Kernel_Killer
December 18th, 2007, 02:19
I was wondering if anyone had ever dealt with any sort of script that could make sure an app was running constantly. I figure I could do a cron job to check every 5 minutes, and if it wasn't running, to run the application again. Just wondering if there was a better way of doing this. Normal user process by the way.

molotov
December 18th, 2007, 06:08
Do you have access to the source of the process you want to check? And when you say "running constantly", do you want to check if the application is simply still running or still working? (i.e. parsing ps |grep apache vs netcat script to HTTP GET).

The cron job I think would be the easist, and best that I can think of, but I can think of one alternative: If the processes creates a pid/lockfile anywhere, you can monitor the status of that file with a couple file system utilities (I think Strog/bmw/elmore/someone mentioned one 6 months or so ago), and trigger events off the deletion of that file. If it doesn't and you have access to the source, you can make it create such a file.

If you're going to go the timed check route, and you want to check very often, it might make more sense to write something small in C to just do a syscall on the target process directly instead of a shell script to parse ps/whatever.

bmw
December 18th, 2007, 13:48
What molotov said. But assuming you merely want to see if a simple process is still active (ie would be seen in ps output), then a handy method to run every 5 mins is:


get the app's process-id, often from /var/db; let's call it $pid
do a /bin/kill -0 $pid and check the error return from kill (either the commandline version or the syscall). [That kill option is dash-zero BTW.]
if the error return is ESRCH (kill(2)) or non-zero (/bin/kill) then the process doesn't exist -- it's no longer running.


A further check is that if either there's no pid-file in /var/db (and you expected one), or the above check suggests that there's no process, before you launch your replacement process, you might want to run ps and grep the output to check in case something simply happened to your pidfile. If that check detects the process, it might be wise to kill it and restart anyway to restore sanity.

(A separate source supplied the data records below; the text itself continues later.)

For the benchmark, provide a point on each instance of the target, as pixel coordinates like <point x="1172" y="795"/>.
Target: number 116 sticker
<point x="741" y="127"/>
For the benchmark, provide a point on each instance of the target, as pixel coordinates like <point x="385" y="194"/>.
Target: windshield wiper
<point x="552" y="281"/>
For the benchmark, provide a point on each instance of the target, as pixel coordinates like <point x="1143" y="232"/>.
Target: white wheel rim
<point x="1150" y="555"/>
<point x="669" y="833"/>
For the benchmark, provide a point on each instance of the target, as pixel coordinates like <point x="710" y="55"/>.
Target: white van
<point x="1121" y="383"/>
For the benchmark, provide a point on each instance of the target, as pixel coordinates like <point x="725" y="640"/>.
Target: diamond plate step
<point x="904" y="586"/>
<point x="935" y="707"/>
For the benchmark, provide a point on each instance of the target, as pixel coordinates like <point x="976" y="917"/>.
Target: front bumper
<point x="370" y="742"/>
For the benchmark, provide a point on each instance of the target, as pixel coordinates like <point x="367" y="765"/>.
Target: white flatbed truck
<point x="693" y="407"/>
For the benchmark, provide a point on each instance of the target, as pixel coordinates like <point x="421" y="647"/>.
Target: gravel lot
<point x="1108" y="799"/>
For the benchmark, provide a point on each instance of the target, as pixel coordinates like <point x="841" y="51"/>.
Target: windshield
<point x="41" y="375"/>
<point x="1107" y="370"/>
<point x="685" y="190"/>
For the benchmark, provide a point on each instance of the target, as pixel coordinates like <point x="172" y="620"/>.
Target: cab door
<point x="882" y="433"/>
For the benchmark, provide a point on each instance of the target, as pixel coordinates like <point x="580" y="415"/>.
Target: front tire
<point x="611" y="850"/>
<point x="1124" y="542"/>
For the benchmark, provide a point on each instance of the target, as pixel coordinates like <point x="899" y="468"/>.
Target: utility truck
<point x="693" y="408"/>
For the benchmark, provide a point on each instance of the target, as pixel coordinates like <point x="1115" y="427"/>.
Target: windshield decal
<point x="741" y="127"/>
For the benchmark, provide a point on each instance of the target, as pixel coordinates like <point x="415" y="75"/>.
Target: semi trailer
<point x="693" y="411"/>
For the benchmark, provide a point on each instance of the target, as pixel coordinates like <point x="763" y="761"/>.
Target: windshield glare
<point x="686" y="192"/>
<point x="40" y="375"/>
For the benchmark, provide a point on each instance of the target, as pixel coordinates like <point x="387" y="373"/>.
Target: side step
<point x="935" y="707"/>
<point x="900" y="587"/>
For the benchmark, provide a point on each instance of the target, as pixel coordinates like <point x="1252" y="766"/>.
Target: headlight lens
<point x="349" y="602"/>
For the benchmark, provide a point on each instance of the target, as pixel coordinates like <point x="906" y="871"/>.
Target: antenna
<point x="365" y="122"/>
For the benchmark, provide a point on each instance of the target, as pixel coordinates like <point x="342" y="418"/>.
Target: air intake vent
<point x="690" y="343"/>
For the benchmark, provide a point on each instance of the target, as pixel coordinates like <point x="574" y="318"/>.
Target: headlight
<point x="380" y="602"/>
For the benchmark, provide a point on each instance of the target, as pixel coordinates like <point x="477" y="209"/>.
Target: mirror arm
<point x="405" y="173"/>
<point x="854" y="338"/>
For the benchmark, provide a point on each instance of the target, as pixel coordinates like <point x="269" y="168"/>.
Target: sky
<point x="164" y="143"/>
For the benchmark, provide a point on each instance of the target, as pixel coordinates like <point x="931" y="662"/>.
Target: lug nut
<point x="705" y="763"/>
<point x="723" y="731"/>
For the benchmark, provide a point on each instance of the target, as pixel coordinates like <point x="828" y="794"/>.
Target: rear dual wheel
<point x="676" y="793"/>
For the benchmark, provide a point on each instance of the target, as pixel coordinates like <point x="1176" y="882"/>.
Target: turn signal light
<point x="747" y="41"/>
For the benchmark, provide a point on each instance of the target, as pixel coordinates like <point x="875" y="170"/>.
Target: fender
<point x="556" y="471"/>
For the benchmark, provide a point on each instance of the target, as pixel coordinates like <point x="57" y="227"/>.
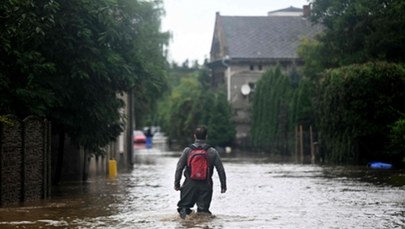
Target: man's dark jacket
<point x="214" y="160"/>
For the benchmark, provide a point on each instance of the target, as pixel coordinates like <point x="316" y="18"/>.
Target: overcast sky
<point x="191" y="22"/>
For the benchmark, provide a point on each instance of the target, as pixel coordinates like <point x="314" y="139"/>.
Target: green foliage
<point x="192" y="103"/>
<point x="397" y="135"/>
<point x="68" y="61"/>
<point x="356" y="105"/>
<point x="358" y="31"/>
<point x="270" y="111"/>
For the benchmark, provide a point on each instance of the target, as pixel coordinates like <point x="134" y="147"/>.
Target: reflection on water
<point x="260" y="194"/>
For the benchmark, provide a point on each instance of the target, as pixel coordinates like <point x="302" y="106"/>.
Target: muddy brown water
<point x="261" y="194"/>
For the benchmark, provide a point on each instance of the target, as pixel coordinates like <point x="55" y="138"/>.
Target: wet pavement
<point x="261" y="194"/>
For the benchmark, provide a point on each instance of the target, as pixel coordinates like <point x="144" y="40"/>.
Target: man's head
<point x="200" y="133"/>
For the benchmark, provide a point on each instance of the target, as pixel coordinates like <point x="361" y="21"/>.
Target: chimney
<point x="306" y="10"/>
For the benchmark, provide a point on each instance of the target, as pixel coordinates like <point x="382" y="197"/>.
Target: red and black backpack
<point x="197" y="162"/>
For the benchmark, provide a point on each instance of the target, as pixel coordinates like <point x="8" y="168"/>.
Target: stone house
<point x="244" y="47"/>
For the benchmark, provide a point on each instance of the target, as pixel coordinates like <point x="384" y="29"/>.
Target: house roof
<point x="289" y="9"/>
<point x="274" y="37"/>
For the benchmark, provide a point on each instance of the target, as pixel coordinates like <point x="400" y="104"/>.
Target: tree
<point x="68" y="61"/>
<point x="357" y="105"/>
<point x="357" y="31"/>
<point x="192" y="103"/>
<point x="270" y="112"/>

If you're coding up a cron-launched shell-script to do this, an alternative method is to check the error return from killall -0 appname . This works well if your app is not well-behaved and doesn't leave its pid in a /var/db file.

Kernel_Killer
December 18th, 2007, 15:59
Here's what I have, and for some reason, it's having issues:

#!/usr/local/bin/bash
tag=`date | cut -d " " -f 4 | sed s/:/./g`
ascent="/home/vile/ascent-current/bin"
aproc=`ps ax | grep ascent | wc -l`
lproc=`ps ax | grep logonserver | wc -l`

if [ $aproc -lt 1 ]; then
mv $ascent/ascent.core $ascent/cores/$tag.core
cd $ascent
./ascent &
fi

if [ $lproc -lt 1 ]; then
mv $ascent/logonserver.core $ascent/cores/ls$tag.core
cd $ascent
./logonserver &
fi

exit



Now, if I run the command, from the directory, everything is fine. If I let the cron job start it, it seems to fail. It starts the process, and I'm not sure if it's starting it or what, crashing, and starting again...... Going to add an echo to be send to mail.

bmw
December 19th, 2007, 14:57
KK, I'm suspicious about those apps: are they really properly coded for being daemons? Try an experiment: launch one from the terminal, then logout that terminal. Does the app keep running? If that works, then launching it from cron should also work.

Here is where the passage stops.